Том 5 (кн. 1) продолжает знакомить читателя с прозаическими переводами Сергея Николаевича Толстого (1908–1977), прозаика, поэта, драматурга, литературоведа, философа, из которых самым объемным и с художественной точки зрения самым значительным является «Капут» Курцио Малапарте о Второй Мировой войне (целиком публикуется впервые), произведение единственное в своем роде, осмысленное автором в ключе общехристианских ценностей.
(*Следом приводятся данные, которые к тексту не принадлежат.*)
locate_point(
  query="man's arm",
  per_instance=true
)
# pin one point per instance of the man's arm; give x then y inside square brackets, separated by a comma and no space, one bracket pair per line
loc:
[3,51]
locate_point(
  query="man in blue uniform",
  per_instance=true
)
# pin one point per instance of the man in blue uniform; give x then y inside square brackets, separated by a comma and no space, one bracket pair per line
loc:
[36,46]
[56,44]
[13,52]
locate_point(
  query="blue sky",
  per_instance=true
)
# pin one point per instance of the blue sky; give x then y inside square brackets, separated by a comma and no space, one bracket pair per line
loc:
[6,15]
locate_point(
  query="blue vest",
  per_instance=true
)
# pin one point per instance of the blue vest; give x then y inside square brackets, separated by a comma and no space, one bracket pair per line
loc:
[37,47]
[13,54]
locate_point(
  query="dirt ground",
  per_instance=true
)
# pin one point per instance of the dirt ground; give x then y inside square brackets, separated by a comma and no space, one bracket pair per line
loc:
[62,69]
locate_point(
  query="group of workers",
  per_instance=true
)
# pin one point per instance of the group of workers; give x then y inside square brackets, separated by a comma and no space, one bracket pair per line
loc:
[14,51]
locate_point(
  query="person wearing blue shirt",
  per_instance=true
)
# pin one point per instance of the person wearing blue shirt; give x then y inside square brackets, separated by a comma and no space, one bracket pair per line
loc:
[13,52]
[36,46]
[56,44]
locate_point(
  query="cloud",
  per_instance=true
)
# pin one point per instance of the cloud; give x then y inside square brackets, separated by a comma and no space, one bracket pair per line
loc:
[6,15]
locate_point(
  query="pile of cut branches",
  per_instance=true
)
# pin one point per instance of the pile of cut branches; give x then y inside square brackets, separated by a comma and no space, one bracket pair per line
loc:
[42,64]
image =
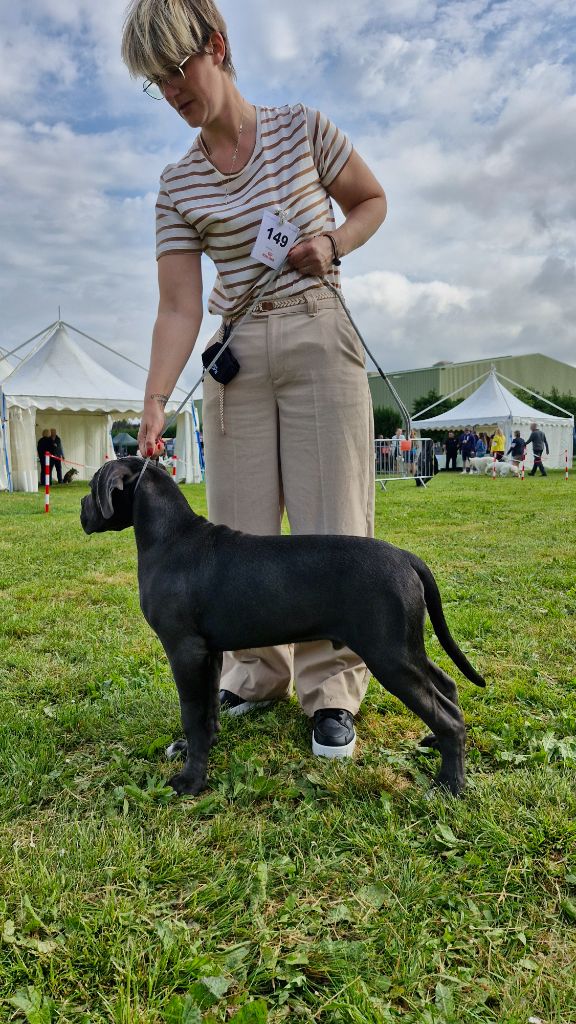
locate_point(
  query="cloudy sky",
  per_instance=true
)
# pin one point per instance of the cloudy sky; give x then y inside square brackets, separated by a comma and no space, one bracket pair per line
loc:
[465,110]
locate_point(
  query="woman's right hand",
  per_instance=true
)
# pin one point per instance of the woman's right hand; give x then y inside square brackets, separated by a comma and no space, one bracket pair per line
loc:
[152,425]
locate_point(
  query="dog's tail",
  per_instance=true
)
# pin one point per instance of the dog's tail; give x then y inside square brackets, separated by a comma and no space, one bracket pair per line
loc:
[436,611]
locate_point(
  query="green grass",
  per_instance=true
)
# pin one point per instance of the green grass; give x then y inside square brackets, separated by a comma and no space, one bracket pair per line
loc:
[293,889]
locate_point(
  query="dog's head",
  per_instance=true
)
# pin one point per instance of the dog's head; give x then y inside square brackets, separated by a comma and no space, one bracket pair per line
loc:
[109,506]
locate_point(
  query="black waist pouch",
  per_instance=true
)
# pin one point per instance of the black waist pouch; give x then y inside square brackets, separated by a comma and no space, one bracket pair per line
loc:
[227,366]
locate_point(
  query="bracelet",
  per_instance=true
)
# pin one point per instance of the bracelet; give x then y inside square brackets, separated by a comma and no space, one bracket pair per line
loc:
[336,261]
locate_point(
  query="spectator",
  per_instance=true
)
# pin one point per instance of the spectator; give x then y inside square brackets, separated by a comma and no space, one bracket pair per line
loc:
[466,443]
[481,446]
[451,448]
[538,440]
[426,463]
[56,451]
[411,455]
[396,451]
[44,446]
[517,449]
[497,444]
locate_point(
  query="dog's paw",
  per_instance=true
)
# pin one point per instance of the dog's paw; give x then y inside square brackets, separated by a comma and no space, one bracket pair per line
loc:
[430,741]
[187,785]
[179,747]
[453,784]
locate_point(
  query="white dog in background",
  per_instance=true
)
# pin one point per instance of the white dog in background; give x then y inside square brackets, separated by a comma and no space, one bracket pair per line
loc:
[503,469]
[485,464]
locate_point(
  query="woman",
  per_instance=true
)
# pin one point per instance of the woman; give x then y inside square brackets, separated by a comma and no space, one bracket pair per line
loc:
[498,444]
[293,429]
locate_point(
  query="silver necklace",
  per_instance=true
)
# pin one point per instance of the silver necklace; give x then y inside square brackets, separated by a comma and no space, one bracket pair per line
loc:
[233,165]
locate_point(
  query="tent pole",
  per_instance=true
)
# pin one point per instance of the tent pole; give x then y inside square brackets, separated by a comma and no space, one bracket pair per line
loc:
[535,394]
[5,441]
[44,331]
[197,432]
[451,395]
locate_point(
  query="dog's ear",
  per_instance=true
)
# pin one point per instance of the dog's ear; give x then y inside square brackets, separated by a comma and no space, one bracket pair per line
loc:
[112,477]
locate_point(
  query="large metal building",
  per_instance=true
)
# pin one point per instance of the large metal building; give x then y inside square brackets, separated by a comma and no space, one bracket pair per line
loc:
[539,373]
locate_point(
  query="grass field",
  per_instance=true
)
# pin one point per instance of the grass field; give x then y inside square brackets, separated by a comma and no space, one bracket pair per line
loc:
[293,889]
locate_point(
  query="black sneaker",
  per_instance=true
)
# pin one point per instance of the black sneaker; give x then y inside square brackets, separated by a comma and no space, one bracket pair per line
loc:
[333,733]
[232,705]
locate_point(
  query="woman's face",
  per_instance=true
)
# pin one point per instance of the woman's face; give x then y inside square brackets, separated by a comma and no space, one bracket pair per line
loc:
[194,95]
[197,95]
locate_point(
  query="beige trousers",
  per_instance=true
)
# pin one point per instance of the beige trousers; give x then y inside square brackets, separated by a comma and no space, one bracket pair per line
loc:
[297,435]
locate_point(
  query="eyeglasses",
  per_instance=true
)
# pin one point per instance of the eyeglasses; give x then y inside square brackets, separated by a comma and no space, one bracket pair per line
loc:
[154,87]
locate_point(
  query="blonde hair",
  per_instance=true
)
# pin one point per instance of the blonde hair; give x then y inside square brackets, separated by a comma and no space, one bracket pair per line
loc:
[159,34]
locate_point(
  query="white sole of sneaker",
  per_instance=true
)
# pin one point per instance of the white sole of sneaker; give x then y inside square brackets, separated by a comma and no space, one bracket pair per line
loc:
[332,752]
[245,708]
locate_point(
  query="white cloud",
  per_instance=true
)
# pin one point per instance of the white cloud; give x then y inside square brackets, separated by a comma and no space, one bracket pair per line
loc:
[466,112]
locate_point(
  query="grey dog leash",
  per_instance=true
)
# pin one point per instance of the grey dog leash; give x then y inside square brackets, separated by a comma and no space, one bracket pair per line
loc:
[172,419]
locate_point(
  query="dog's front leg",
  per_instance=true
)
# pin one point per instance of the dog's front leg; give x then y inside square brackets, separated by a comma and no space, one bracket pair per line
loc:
[197,672]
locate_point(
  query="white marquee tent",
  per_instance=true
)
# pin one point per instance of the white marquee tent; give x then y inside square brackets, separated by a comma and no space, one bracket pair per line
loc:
[59,385]
[492,404]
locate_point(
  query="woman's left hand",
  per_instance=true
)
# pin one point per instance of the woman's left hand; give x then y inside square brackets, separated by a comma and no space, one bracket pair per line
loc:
[312,258]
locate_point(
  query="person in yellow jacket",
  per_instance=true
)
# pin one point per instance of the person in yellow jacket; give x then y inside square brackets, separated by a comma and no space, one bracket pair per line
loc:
[498,444]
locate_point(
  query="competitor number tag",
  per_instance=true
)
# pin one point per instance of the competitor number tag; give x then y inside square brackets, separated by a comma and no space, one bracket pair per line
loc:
[275,240]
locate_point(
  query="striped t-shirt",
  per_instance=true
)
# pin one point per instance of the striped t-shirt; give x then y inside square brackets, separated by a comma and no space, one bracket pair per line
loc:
[297,155]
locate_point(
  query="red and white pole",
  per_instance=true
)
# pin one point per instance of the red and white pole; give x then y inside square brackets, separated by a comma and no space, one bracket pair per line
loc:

Это воспоминания писателя, который в качестве итальянского военного корреспондента объехал всю Европу: он оказывался и на Восточном, и на Финском фронтах, его принимали в королевских домах Швеции и Италии, он беседовал с генералитетом рейха в оккупированной Польше, видел еврейские гетто, погромы в Молдавии; он рассказывает о чудотворной иконе Черной Девы в Ченстохове, о доме с привидением в Финляндии и о многих неизвестных читателю исторических фактах. Автор вскрывает сущность фашизма. Несмотря на трагическую, жестокую реальность описываемых событий, перевод нередко воспринимается как стихи в прозе — настолько он изыскан и эстетичен.Эту эстетику дополняют два фрагментарных перевода: из Марселя Пруста «Пленница» и Эдмона де Гонкура «Хокусай» (о выдающемся японском художнике), а третий — первые главы «Цитадели» Антуана де Сент-Экзюпери — идеологически завершает весь связанный цикл переводов зарубежной прозы большого писателя XX века.Том заканчивается составленным С. Н. Толстым уникальным «Словарем неологизмов» — от Тредиаковского до современных ему поэтов, работа над которым велась на протяжении последних лет его жизни, до середины 70-х гг.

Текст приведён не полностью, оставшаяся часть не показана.